Felizmente, como repetia uma professora no curso de Pedagogia, “as crianças aprendem, apesar do professor”. Essa professora jamais conseguiria imaginar que a expressão ressoava em mim com um sentido indizível, intenso, pois, entre outras coisas que custei a aprender, demorei para aprender a ler e a escrever.
Não encontrava motivação alguma nos coros de letras e nas junções de sílabas, buscava as letras pelos nomes das letras, mas não entendia o que elas diziam, porque não via relação entre os nomes delas e os sons que elas produziam e, quando desvendava os múltiplos sons, não conseguia de fato compreender o que queriam dizer…

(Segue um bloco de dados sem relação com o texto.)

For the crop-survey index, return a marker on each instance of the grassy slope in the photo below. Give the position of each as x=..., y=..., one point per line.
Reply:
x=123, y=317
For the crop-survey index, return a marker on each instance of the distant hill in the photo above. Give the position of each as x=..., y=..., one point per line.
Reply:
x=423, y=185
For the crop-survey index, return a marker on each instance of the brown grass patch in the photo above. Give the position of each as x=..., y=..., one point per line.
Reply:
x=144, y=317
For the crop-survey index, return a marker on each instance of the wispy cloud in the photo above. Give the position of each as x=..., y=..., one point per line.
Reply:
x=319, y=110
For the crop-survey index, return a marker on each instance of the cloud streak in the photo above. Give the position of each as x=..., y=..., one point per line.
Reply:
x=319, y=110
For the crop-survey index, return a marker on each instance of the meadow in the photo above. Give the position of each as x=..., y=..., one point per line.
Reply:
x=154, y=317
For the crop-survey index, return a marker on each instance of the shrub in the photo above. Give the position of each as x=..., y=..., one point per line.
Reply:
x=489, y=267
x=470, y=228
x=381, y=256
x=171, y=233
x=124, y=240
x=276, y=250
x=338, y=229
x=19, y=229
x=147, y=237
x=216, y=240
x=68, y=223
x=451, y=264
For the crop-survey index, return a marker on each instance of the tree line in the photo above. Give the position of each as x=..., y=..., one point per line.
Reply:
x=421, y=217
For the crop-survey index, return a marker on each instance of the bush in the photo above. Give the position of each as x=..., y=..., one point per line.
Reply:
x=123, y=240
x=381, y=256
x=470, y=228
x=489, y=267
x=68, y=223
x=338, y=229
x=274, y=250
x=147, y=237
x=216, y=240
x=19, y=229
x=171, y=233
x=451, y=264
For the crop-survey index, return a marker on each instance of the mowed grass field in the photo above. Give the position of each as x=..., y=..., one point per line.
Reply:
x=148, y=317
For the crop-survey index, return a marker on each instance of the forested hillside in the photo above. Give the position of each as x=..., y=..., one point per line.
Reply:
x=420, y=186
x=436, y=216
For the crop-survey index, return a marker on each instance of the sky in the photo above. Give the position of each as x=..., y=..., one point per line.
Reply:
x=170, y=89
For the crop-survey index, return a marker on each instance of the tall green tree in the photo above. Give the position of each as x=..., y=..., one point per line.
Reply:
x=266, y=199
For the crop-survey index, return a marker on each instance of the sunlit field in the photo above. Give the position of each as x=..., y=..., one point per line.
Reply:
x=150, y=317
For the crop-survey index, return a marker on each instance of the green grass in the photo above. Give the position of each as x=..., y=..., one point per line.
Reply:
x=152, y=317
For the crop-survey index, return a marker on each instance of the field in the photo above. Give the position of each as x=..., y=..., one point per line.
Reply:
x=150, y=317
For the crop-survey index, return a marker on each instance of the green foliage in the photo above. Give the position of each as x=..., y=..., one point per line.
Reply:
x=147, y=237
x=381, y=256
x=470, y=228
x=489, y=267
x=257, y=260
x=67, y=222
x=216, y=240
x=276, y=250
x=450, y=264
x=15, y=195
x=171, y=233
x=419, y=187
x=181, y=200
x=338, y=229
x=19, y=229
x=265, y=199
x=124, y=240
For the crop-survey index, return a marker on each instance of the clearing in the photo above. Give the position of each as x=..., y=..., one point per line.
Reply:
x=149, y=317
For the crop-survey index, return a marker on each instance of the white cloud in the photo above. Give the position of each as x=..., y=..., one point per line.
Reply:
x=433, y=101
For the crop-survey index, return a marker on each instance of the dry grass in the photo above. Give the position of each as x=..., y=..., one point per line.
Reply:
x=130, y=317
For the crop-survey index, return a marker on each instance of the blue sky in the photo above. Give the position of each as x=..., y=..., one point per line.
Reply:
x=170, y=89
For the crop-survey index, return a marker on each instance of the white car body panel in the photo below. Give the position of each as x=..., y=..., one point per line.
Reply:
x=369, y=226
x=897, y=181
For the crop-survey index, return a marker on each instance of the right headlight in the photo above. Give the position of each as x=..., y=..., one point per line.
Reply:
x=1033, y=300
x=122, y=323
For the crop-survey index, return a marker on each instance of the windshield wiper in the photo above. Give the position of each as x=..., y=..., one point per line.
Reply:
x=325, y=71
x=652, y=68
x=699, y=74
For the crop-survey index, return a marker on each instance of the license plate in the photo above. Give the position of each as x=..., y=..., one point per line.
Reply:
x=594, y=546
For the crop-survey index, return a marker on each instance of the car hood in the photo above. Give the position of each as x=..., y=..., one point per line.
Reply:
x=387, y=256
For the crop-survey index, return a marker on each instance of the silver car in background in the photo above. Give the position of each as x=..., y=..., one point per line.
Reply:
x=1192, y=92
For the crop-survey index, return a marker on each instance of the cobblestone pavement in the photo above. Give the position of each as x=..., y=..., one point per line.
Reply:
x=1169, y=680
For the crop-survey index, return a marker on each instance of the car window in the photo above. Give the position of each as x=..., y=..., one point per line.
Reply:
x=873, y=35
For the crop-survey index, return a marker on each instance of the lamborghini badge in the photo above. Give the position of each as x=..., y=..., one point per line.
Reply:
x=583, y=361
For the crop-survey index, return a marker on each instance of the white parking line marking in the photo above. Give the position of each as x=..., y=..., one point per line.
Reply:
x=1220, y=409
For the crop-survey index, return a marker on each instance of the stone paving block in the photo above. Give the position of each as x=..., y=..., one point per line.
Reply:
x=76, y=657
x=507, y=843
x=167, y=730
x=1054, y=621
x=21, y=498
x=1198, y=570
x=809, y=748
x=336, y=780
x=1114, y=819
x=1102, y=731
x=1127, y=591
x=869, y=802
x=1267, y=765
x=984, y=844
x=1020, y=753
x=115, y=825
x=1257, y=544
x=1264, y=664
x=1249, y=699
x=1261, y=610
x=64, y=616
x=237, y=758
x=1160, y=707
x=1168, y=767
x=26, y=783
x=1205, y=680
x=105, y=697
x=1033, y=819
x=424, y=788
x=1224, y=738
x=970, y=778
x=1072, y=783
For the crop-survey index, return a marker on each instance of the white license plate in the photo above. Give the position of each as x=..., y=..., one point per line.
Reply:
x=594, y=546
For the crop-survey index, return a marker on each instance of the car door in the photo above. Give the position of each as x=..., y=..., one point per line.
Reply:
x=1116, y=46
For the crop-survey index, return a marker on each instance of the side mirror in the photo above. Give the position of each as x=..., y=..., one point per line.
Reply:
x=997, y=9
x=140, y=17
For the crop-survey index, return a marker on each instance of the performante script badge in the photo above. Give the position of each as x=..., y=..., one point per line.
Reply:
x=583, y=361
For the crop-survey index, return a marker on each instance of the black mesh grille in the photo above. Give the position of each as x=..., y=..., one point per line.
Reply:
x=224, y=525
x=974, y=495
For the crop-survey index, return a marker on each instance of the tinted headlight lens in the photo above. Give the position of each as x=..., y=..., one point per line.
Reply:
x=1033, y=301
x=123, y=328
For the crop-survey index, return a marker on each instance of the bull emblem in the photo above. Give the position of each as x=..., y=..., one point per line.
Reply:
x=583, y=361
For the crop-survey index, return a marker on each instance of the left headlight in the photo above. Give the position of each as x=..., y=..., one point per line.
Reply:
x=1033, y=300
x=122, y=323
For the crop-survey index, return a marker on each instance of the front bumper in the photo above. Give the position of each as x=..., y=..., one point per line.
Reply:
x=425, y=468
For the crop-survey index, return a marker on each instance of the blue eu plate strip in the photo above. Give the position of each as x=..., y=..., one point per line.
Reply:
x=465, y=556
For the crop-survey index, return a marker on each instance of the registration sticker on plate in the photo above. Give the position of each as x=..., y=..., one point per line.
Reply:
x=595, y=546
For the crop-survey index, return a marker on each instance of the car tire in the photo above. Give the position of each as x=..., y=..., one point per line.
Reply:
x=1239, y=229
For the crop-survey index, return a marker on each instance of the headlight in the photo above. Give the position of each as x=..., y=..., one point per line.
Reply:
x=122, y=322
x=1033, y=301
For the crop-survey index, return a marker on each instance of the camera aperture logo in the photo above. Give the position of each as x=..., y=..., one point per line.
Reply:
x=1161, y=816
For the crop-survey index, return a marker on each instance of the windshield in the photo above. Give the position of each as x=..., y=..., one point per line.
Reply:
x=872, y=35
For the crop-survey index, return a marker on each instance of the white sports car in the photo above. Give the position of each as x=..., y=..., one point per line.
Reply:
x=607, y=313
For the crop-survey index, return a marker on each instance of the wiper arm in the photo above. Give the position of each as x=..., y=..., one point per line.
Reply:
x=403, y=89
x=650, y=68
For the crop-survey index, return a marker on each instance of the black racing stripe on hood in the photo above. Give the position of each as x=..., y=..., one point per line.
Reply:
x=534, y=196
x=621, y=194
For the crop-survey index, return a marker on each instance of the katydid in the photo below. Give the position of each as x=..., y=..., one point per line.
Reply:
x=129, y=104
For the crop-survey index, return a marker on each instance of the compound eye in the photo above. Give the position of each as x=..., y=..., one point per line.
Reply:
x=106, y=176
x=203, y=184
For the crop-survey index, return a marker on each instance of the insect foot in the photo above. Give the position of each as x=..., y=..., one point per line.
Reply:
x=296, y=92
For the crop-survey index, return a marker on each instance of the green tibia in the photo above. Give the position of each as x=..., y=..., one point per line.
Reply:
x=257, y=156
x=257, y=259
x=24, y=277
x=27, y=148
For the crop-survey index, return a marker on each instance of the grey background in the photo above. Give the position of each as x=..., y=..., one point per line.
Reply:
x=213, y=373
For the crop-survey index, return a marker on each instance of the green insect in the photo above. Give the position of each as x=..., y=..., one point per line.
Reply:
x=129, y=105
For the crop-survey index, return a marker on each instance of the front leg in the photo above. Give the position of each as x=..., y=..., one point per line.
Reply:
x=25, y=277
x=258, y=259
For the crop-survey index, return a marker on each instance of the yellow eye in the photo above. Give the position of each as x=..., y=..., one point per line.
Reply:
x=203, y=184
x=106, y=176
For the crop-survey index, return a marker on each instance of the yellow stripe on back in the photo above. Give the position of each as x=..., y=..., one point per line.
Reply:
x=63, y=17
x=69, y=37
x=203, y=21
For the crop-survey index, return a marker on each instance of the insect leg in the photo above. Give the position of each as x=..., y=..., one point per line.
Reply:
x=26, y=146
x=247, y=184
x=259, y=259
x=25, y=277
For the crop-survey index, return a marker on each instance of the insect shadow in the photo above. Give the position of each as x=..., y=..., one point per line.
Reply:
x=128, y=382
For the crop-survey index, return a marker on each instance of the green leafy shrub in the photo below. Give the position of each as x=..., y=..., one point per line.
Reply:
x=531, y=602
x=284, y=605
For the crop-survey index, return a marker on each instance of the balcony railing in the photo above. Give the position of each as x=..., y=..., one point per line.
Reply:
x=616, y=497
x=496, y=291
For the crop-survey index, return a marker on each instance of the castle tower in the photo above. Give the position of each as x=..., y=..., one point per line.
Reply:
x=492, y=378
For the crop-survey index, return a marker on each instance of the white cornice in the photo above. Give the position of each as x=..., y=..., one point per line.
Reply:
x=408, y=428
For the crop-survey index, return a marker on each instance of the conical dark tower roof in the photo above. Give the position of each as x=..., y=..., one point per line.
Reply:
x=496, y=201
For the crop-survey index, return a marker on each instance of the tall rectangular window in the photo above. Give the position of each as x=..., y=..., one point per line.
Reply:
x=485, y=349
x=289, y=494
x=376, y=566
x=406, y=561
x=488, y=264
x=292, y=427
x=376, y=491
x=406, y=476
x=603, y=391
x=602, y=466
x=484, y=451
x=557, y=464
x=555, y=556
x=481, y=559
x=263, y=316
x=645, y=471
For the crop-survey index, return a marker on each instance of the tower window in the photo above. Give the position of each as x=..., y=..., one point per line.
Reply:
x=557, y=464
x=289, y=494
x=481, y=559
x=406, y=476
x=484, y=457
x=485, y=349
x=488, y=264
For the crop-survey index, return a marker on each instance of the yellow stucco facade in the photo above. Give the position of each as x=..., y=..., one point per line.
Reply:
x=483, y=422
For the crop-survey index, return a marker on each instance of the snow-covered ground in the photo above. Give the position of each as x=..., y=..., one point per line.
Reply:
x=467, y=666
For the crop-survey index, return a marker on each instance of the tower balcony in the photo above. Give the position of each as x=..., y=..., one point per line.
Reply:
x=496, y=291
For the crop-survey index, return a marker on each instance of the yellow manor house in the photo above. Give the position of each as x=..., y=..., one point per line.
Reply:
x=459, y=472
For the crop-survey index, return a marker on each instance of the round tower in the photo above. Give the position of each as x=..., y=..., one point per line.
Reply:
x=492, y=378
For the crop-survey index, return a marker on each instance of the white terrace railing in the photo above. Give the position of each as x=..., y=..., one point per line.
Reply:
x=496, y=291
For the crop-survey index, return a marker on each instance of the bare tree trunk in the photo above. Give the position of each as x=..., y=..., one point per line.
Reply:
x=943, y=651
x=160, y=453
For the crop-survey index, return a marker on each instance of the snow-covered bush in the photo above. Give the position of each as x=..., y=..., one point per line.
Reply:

Afinal (para não perder o costume), como canta o Arnaldo Antunes, em “Nome Não”:
“Os nomes dos bichos não são os bichos
Os bichos são
Macaco, gato, peixe, cavalo
Macaco, gato, peixe, cavalo
Vaca, elefante, baleia, galinha
Os nomes das cores não são as cores
As cores são
Preto, azul, amarelo, verde, vermelho
Marrom” (…)
(Se conhece a música, sei que você leu cantando em pensamento e está tudo bem, ninguém precisa saber, mas saiba que todos sabem. E vida que segue!).
Em casa, usava os cadernos para brincar de escrever e era como se de fato estivesse escrevendo, depois lia para minha mãe. Eu sabia que os desenhos que fazia não eram realmente letras, que a escrita e a leitura eram fantasias, porém, me sentia feliz em poder escrever e ser ouvido, e me sentia com desejo de entender, e me perguntava sobre como escrever, e percebia que deveria existir alguma regularidade…
Lembro do exato momento em que descortinei as palavras – foi na escola, mas não foi como um estalo e não foi pela cartilha ou pelas silabações das palavras; foi, como dizia a Ilka, “apesar de”.
Acontece que naquela mesma escola que me assustava descobri uma biblioteca até então inacessível, que por vezes foi meu refúgio. Mesmo sem saber ler, sempre que tinha uma chance, entrava nela, acanhado, e folheava os livros, até algum adulto me retirar, com uma advertência do tipo: “Anda, menino, pra sala, quando aprender a ler você volta! ”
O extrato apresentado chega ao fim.